Lama, para não dizer pior.

josé disse...

Belíssimo texto. Devia ser remetida à AR.

Ao cuidado dos legiferantes furiosos que por lá andam. De todos os lados.

Mas com pouca utilidade, certamente.

Além disso, este texto, para o Sócrates é sânscrito.

Anónimo disse...

Caro Anónimo da 1.13,
Não é preciso Deus, um milagre basta.

Caro Corcunda,
diga-me cá, S.Tomás não dialogou com Aristóteles?
Então, se S.Tomás dialogou com Aristóteles, eu dialogo com S.Tomás. Qual é o problema? E quem diz o Tomás de Aquino, diz o Bernardo de Claraval ou aquele Pedro Damião engraçadíssimo, ou até aqueles Padres gregos lá do fundo. Agora com o fariseu Paulo é que não há diálogo possível. O primeiro grande revolucionário moderno, o bufarinheiro do "homem novo", a não ser como emético poderoso não vejo que outro interesse poderá ter.
Mas isto são alergias de cada qual.

Deixo-lhe antes uma pergunta mais interessante: Que acha daquele livrinho -"A Hierarquia Celestial" - atribuído a um Pseudo-Dionísio qualquer coisa? Considera que aquilo teve alguma influência no cristianismo?...Posso dialogar com ele?
E já agora, ó meu jovem amigo, zanga-se muito comigo se eu lhe confessar que, à sua querida "razão revelada", prefiro a "acção revelada"?

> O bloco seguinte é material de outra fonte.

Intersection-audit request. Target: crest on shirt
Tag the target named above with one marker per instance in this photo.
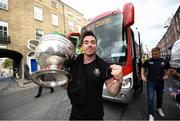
(151, 62)
(96, 71)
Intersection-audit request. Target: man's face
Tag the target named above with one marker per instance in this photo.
(89, 45)
(155, 54)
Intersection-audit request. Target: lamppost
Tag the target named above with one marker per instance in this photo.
(140, 54)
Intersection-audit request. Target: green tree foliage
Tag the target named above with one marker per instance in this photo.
(7, 63)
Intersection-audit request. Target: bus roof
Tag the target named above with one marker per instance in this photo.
(104, 15)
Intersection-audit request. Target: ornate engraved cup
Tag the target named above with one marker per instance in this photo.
(51, 52)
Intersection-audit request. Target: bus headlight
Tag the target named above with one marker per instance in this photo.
(127, 83)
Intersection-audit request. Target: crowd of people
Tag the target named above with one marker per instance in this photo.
(89, 73)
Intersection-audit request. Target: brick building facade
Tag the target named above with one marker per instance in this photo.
(172, 34)
(21, 20)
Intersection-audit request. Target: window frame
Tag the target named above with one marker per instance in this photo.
(4, 4)
(38, 12)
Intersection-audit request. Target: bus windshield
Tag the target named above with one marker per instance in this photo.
(110, 44)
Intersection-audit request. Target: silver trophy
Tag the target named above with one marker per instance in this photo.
(51, 52)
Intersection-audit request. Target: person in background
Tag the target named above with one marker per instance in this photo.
(89, 73)
(43, 77)
(156, 68)
(175, 95)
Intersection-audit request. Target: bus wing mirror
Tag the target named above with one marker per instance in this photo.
(128, 13)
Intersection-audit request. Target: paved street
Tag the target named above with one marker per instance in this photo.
(18, 103)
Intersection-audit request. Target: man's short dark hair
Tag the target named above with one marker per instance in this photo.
(87, 33)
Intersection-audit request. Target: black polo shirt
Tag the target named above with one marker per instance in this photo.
(156, 69)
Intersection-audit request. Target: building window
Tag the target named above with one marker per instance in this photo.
(39, 33)
(79, 18)
(3, 29)
(54, 4)
(70, 14)
(4, 4)
(79, 28)
(54, 18)
(71, 26)
(38, 12)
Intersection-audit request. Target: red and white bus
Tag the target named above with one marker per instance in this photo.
(116, 44)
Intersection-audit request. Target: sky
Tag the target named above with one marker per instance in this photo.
(150, 15)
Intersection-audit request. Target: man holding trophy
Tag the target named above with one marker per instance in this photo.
(88, 73)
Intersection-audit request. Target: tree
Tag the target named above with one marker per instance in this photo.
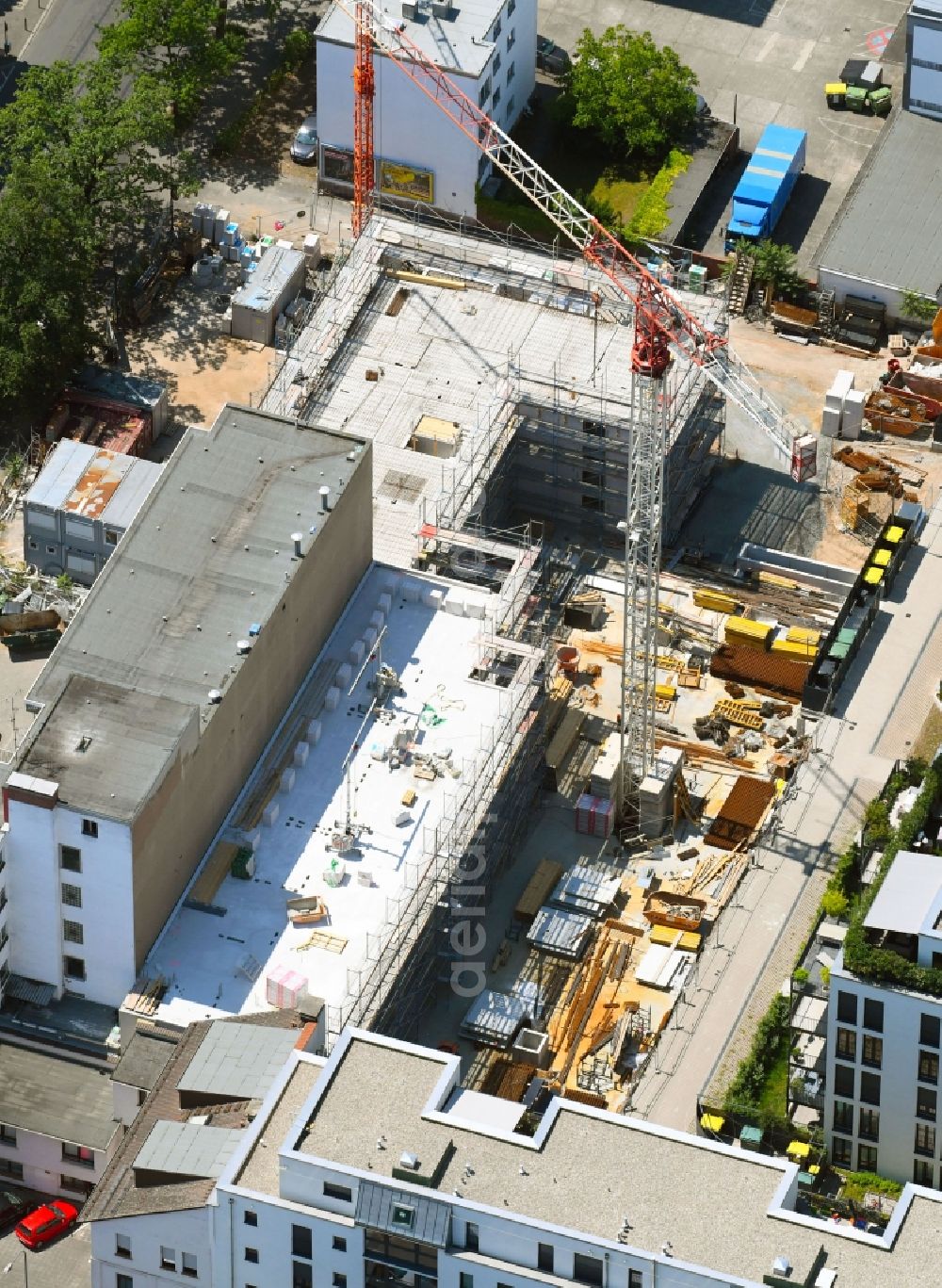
(46, 283)
(629, 91)
(920, 308)
(103, 134)
(182, 44)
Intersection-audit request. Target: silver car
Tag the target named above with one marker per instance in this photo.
(304, 147)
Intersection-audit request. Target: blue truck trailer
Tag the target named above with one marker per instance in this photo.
(766, 185)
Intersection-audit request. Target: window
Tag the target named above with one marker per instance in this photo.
(869, 1125)
(301, 1242)
(867, 1158)
(847, 1007)
(843, 1081)
(77, 1154)
(928, 1067)
(847, 1045)
(930, 1031)
(843, 1117)
(71, 895)
(73, 933)
(925, 1102)
(870, 1088)
(872, 1015)
(923, 1172)
(587, 1270)
(925, 1140)
(871, 1052)
(70, 858)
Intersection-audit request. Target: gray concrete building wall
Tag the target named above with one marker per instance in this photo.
(178, 822)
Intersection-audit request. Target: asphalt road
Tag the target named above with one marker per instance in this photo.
(41, 34)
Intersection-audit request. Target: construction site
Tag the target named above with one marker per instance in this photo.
(530, 768)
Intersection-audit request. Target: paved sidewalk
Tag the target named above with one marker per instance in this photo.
(881, 711)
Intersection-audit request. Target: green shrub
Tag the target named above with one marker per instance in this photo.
(651, 214)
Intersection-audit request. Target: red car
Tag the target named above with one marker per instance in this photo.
(46, 1222)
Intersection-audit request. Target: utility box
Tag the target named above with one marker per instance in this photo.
(256, 305)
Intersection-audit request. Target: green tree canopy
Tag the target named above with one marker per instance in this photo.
(46, 283)
(629, 91)
(178, 42)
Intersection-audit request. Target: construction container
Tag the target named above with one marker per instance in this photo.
(716, 600)
(742, 630)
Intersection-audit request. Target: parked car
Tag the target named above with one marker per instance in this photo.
(11, 1207)
(46, 1222)
(551, 57)
(304, 147)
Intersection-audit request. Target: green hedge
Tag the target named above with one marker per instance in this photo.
(651, 214)
(772, 1035)
(883, 964)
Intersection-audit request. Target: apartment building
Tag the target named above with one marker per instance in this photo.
(883, 1041)
(379, 1166)
(487, 46)
(168, 685)
(58, 1130)
(923, 76)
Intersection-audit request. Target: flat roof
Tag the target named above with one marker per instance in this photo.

Afinal não foi uma questio, foram três. Uma trindade, portanto.

Anónimo disse...

Brilhante a linha de pensamento bem como a actualidade do mesmo.

Anónimo disse...

Superior.

Anónimo disse...

Não sabia o Dragão «fã» de Rothbard!

lol

dragão disse...

"Rothbard"? - O que é isso?

Algum burguer novo da McDonnald's?...

Anónimo disse...

Aqui vao o link:

http://en.wikipedia.org/wiki/Murray_Rothbard

:)

josé disse...

No mesmo local onde li o nome de Rothbard ( que também não conhecia), pode ler-se o seguinte, para gáudio de alguns bloggers do Blasfémias:

"Church as a political model: Nearly all of the elements of modern Liberty prefigured in her: Election, Representation, Equality, Tradition, Absence of arbitrary power, Local self-government, Money for the poor, Humanity in punishment, Deliverance of slaves, no Legislator, Trial by one's peers".
(J. Rufus Fears (ed.), Selected Writings of Lord Acton: Essays in Religion, Politics and Morality, vol. III, Liberty Classics: Indianapolis, 1988, p. 612).

If I understand him well what he says is: if you want to build a liberal society look at the Catholic Church!

É do Portugal Contemporâneo.

Anónimo disse...

meden agan, pá, esse é que estava no frontão do templo de Delfos. Para os romanos havia ainda uma coisa chata: o mos maiorum, afinal a mãe de todas as regulae e leges. Chaire!